La thématique des « vies antérieures » est de l’ordre de la symbolique, quelque soit la croyance qui prend sens à nos yeux. C’est l’occasion de mieux comprendre et d’intégrer le « sens de l’expérience » ; peu importe la provenance, les traumas, les débris de réalité non résolus auront tendance à se « reconsteller ».
Les expériences des « vies antérieures » peuvent signaler un élément important dans cette vie là en rapport avec la compréhension de sa vulnérabilité.

La Quête de Chiron

Avance en quête de ta joie intérieure et ta paix
Alors toute chose extérieure se matérialisera.

Sagesse Céleste

Chiron décrit la « manifestation concrète » d’une qualité de l’être. Cela se traduit par une invitation à réaliser ou poursuivre quelque chose de précis. La thématique de la quête s’éveille alors à soi. La configuration de Chiron dans le thème indique « un contrat d’incarnation' » qu’il est souhaitable de mener à bien afin d’accomplir « sa destinée ». Bien qu’il nous soit donner en reflet partout le « but intérieur » de la quête, elle ne se cherche pas en dehors. La quête ne se trouve pas « ailleurs » ; dès que l’on a reconnu et entendu « le guide intérieur », qu’on a appris à l’écouter, toute sollicitation, toute pratique, toute connaissance seront alors vécues comme une nouvelle richesse sur le chemin de vie impossible à éviter.

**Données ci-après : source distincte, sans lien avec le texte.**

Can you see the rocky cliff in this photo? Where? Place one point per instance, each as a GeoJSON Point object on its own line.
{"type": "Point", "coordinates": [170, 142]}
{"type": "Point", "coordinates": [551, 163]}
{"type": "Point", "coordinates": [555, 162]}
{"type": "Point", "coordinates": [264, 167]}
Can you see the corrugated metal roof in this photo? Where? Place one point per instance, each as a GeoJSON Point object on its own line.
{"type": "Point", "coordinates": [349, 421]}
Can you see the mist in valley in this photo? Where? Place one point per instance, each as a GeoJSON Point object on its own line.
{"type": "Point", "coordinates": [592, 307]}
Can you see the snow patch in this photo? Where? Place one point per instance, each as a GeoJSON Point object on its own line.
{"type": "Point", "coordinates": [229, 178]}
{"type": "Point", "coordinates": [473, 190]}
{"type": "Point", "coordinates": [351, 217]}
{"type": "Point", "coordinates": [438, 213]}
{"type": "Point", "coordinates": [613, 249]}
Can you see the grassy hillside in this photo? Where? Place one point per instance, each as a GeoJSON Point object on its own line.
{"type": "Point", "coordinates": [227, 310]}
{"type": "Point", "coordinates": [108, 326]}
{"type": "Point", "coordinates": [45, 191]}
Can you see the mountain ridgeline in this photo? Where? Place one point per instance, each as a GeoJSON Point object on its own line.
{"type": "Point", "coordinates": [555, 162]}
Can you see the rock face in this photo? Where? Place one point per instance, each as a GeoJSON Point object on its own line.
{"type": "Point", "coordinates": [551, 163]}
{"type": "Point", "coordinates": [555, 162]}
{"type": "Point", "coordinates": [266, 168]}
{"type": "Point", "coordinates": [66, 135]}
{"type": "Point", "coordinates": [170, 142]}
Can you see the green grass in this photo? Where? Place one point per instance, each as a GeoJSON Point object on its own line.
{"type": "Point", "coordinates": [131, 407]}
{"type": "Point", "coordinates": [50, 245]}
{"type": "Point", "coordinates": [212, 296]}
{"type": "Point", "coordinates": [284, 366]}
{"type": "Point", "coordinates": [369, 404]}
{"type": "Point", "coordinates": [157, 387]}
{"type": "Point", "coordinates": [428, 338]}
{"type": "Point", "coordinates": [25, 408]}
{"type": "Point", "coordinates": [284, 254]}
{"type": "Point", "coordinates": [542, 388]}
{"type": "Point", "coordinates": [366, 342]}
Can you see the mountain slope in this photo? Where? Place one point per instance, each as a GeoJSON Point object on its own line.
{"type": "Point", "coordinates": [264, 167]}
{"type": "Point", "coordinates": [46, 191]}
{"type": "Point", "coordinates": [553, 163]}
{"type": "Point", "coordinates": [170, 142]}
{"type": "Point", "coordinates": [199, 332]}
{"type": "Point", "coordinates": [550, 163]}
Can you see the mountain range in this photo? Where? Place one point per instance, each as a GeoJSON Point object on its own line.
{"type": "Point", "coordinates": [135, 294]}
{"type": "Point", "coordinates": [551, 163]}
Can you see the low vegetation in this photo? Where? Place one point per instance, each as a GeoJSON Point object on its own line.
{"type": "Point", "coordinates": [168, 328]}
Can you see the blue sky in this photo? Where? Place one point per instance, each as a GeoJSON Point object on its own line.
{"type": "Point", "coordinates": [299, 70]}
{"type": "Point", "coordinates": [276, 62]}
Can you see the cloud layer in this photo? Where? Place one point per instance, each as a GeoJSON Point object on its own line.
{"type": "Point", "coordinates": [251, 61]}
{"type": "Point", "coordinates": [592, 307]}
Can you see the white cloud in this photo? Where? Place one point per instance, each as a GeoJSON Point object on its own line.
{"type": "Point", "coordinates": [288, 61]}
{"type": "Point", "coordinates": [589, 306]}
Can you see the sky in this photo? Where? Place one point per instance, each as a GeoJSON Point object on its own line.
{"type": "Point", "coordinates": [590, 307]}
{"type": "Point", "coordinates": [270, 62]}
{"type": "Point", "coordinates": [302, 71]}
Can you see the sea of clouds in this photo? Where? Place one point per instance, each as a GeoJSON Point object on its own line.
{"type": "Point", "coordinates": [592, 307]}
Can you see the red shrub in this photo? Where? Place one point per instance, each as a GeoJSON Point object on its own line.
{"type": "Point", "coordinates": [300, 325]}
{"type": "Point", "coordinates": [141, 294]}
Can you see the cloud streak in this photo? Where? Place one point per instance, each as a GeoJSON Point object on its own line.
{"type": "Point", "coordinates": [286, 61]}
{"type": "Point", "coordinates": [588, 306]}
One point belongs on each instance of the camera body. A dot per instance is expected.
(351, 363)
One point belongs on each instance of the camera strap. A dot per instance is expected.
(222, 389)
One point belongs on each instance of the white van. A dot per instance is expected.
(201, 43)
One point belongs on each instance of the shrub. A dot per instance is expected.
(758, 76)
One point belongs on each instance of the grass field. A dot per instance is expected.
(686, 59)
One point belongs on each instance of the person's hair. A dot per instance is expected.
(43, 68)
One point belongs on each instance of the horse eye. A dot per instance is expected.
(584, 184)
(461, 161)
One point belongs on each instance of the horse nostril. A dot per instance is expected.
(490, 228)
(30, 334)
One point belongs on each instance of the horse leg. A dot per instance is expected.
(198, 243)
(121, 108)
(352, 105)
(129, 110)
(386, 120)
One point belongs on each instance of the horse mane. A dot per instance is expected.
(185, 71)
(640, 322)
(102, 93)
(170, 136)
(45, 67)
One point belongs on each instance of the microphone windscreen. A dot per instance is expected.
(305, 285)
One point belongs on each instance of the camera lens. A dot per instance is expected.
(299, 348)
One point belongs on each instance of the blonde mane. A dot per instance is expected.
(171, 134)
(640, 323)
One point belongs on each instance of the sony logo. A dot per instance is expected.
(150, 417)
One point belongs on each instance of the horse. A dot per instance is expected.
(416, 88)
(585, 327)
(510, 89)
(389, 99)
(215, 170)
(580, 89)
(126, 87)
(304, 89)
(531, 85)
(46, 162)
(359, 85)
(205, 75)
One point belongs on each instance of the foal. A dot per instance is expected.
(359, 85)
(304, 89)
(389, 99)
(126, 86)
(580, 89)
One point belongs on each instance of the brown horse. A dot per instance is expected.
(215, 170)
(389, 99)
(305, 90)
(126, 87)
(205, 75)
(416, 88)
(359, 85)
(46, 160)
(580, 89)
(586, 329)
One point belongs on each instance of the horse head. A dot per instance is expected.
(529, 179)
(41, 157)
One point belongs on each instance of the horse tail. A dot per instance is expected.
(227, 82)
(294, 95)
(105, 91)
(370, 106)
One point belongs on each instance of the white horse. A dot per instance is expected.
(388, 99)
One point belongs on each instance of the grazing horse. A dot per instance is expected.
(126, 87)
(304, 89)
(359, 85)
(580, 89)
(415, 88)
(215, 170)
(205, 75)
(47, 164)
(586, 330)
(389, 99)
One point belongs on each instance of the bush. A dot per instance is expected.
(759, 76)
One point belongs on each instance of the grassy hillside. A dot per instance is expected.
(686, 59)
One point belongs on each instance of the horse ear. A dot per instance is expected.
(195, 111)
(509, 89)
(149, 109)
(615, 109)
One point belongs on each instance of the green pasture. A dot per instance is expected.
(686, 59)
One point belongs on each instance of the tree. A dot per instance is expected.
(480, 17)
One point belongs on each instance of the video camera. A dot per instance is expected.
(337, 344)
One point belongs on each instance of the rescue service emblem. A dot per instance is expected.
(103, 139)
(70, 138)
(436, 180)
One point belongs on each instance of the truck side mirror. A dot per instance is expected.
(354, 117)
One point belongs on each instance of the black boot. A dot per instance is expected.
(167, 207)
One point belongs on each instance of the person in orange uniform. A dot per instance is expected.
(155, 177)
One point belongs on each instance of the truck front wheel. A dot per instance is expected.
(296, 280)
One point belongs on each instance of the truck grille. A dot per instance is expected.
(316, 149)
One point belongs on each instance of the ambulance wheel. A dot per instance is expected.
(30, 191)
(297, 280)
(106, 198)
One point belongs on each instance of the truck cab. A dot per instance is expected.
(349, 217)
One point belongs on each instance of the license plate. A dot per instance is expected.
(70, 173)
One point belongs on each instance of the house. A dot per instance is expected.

Que l’on collabore ou pas au processus de conscientisation, il ne s’agit pas ici de quelque chose que l’on peut obtenir ou faire, le voyage d’éveil pourra être assombri par des compagnons démoniaques et sombres mais ils seront nécessaires au chemin de compréhension. Le chemin de souffrance et le désir d’y échapper, nous fera faire des détours et retours, vivre parfois dans l’enfermement du labyrinthe, mais ce sont ces étapes qui nous enseigneront la justesse du chemin et sa pertinence afin d’accéder à l’étincelle divine enfouie en chacun de soi.
Tel est l’enseignement du Centaure et de sa flèche qui nous guide toujours au mieux, intelligemment et précisément dans le moment présent.